Aktienfonds

Aktienfonds investieren das Fondskapital in Aktien von börsennotierten Unternehmen. Diese bieten langfristig hohe Renditechancen. Ihr Wert schwankt in der Regel aber stärker als der Wert von Renten-, Geldmarkt- oder Immobilienfonds. Je breiter die Anlagestreuung Ihres Aktienfonds ist, desto geringer fällt in der Regel seine Schwankungsintensität aus.

Rentenfonds

Rentenfonds investieren das Fondskapital beispielsweise in Anleihen staatlicher oder privater Schuldner (Unternehmen). Sie profitieren dabei in der Regel von Zinszahlungen. Auch Wertsteigerungen der Zinspapiere können zur Rendite beitragen. Das Risikoertragsprofil hängt größtenteils von der Laufzeit einzelner Anleihen, dem allgemeinen Zinsniveau, der Inflation und von der Bonität der Schuldner ab. Je besser die Bonität, umso geringer fällt in der Regel das Risiko, aber auch der Ertrag aus.

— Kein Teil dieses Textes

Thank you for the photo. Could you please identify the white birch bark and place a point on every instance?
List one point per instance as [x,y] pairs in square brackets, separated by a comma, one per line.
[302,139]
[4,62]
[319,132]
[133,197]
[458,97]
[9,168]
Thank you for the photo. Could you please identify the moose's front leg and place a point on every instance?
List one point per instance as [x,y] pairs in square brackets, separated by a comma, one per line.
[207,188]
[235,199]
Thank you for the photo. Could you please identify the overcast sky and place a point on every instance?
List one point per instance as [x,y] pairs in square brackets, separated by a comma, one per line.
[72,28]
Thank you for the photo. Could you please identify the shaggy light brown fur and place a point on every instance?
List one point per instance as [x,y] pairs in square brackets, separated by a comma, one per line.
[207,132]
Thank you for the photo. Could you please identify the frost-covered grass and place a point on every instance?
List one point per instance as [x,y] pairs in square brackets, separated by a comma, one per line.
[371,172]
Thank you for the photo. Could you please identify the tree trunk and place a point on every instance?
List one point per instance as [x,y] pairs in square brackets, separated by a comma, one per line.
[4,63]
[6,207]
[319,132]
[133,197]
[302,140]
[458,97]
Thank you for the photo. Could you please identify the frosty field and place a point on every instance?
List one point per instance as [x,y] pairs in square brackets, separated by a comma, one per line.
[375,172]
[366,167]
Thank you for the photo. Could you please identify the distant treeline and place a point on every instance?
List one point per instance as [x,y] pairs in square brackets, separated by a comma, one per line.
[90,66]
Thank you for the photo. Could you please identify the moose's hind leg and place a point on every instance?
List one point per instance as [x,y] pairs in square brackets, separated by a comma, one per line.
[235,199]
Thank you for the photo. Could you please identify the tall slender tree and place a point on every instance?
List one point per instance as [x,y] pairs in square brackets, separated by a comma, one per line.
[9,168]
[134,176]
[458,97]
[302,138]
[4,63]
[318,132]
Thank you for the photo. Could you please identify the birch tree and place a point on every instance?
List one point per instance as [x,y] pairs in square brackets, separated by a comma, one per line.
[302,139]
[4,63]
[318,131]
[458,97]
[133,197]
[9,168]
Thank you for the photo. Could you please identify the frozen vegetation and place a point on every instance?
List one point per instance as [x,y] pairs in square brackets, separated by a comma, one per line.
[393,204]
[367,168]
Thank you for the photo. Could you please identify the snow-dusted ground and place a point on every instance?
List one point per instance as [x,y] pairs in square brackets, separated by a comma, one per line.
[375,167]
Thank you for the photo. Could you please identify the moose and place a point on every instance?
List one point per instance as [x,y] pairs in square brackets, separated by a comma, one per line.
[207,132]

Garantiefonds bzw. Wertsicherungsfonds

Garantiefonds erreichen zum Ende der Fondslaufzeit oder der Garantieperiode einen garantierten Mindestanteilwert. Die Höhe des Garantiewertes wird von der Fondsgesellschaft vor der Fondsauflegung festgelegt, so dass Sie schon zum Anlagezeitpunkt wissen, wie viel Geld Sie zum Garantiezeitpunkt mindestens zurückbekommen (ohne Berücksichtigung von möglichen Depotkosten sowie abzüglich etwaiger Ausschüttungen, Steuerabzüge und fiktiver Erträge). Während geschlossene Garantiefonds nach Ablauf einer Zeichnungsfrist nicht mehr erwerbbar sind, können Sie offene Garantiefonds jederzeit erwerben oder verkaufen. Wertsicherungsfonds funktionieren ähnlich wie Garantiefonds – bei ihnen ist die Erreichung des Wertsicherungsziels jedoch nicht mit einer formalen Garantie hinterlegt. Garantie- bzw. Wertsicherungsfonds sind für Anleger geeignet, die Sicherheit suchen, auf Renditepotenzial aber nicht verzichten möchten.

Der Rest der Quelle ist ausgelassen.